Skip to main content
Version: 0.6

Architecture

Here is how superduper works under the hood:

Explanation​

  1. Users, and developers add data and components from a range of client-side mechanisms: scripts, apps, notebooks or third-party database clients (possibly non-python).

  2. Users and programs can add components (models, data encoders, vector-indexes and more) from the client-side. Large items are stored in the artifact-store and tracked in columns from the databackend.

  3. Fast loading is handled with the cache

  4. When components are added with db.apply they are enqueued on the scheduler which then submits work to compute

  5. Certain component implementations also trigger other parts of the infrastructure (vector-search, crontab, change-data-capture)

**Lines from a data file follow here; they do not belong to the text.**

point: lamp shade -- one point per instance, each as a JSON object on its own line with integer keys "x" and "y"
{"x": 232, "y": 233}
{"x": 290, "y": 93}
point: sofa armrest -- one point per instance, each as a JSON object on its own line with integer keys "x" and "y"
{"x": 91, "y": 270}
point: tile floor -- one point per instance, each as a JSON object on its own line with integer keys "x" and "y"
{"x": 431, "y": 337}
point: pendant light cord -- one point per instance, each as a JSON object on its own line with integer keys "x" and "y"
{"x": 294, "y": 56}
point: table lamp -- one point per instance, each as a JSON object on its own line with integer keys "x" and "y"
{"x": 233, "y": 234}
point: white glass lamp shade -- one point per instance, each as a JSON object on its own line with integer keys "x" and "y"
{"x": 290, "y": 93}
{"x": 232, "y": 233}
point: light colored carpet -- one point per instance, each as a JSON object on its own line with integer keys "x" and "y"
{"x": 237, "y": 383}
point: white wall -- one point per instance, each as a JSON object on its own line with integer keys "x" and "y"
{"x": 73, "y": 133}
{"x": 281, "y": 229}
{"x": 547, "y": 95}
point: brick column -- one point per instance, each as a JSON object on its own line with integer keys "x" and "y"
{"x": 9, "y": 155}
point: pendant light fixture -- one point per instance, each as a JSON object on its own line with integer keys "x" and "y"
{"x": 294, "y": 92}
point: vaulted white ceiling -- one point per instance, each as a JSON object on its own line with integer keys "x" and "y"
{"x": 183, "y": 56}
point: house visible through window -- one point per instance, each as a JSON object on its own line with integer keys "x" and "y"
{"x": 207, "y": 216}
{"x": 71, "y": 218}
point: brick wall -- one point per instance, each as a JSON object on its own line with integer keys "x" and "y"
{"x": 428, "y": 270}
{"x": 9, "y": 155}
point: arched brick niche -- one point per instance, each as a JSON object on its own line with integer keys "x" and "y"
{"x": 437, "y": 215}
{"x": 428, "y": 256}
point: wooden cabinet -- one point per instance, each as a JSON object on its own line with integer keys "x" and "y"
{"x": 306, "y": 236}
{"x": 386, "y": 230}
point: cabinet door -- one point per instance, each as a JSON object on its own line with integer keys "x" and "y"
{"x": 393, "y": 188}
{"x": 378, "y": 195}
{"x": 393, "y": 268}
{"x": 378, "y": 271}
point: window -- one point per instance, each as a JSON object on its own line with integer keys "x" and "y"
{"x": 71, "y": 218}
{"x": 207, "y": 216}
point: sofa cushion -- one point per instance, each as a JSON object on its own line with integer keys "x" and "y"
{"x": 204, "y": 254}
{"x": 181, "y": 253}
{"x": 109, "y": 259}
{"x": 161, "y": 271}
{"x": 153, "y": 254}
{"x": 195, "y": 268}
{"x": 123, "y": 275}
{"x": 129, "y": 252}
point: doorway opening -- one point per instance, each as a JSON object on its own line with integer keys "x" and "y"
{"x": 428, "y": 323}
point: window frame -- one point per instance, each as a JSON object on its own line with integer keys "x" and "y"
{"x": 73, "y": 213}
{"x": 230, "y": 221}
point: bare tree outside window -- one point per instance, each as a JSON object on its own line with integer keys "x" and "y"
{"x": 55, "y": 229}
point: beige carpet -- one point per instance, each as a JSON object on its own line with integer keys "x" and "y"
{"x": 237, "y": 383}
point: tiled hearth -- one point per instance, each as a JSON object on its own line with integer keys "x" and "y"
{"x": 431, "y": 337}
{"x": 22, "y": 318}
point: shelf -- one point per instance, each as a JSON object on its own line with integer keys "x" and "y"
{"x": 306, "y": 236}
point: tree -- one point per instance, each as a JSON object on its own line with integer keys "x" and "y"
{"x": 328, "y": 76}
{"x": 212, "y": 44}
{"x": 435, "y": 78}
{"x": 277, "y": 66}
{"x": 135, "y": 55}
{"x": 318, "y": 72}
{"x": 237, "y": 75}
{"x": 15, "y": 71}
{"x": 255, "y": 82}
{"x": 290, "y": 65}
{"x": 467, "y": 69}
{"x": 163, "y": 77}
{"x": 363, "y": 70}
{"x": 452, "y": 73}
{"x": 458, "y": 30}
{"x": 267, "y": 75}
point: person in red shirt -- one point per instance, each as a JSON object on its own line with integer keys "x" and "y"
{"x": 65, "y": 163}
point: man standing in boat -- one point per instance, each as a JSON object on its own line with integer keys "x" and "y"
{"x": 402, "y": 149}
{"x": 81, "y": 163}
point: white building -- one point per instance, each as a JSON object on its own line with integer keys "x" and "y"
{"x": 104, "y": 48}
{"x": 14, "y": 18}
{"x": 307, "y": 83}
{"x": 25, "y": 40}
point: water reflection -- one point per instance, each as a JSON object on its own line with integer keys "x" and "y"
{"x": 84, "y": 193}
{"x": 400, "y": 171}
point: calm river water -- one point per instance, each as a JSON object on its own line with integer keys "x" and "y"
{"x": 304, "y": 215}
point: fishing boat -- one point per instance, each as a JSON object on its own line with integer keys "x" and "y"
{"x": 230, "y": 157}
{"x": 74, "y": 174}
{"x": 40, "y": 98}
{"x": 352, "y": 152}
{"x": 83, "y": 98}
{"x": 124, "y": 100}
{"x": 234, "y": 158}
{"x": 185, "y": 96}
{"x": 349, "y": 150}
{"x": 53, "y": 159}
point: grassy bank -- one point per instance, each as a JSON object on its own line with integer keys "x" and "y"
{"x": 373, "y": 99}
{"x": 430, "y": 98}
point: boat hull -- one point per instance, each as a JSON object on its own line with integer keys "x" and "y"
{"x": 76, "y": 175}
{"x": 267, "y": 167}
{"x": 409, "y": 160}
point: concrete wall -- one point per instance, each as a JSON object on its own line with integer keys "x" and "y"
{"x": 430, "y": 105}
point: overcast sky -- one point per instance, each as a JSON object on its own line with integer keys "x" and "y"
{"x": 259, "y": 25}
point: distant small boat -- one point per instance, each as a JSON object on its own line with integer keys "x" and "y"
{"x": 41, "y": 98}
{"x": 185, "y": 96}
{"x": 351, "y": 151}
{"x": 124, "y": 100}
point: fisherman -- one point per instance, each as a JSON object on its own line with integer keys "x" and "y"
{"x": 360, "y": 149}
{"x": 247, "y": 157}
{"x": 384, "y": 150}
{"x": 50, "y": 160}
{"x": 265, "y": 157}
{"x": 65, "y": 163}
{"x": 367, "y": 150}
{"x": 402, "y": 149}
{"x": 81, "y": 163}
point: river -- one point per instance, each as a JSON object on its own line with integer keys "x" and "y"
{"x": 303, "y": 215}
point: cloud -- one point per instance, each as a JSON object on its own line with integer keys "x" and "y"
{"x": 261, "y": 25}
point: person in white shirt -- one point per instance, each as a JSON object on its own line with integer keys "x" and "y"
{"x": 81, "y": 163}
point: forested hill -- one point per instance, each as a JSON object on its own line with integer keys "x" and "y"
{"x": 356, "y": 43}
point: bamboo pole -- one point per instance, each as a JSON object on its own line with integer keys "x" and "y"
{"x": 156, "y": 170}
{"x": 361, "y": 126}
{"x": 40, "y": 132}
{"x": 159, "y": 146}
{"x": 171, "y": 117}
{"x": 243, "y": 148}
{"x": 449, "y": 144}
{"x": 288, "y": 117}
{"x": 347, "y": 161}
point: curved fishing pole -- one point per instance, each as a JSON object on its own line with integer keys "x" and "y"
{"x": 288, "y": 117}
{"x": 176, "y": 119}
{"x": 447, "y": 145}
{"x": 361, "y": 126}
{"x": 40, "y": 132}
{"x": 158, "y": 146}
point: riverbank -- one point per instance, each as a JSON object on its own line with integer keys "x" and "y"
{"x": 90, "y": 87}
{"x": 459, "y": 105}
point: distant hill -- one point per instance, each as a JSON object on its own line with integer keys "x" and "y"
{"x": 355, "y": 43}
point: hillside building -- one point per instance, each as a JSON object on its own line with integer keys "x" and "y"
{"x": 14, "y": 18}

  6. If data is inserted to the databackend the change-data-capture (CDC) component captures these changes as they stream in.

  7. (CDC) triggers work to be performed in response to these changes, depending on which components are present in the system.

  8. The work is submitted to the workers via the scheduler. Together the scheduler and workers make up the compute layer.

  9. workers write their outputs back to the databackend and trained models to the artifact-store.

  10. The datalayer is the workhorse which wraps the functionality of databackend, artifact-store and cluster.

  11. The datalayer is the entrypoint for activating Component instances via db.apply.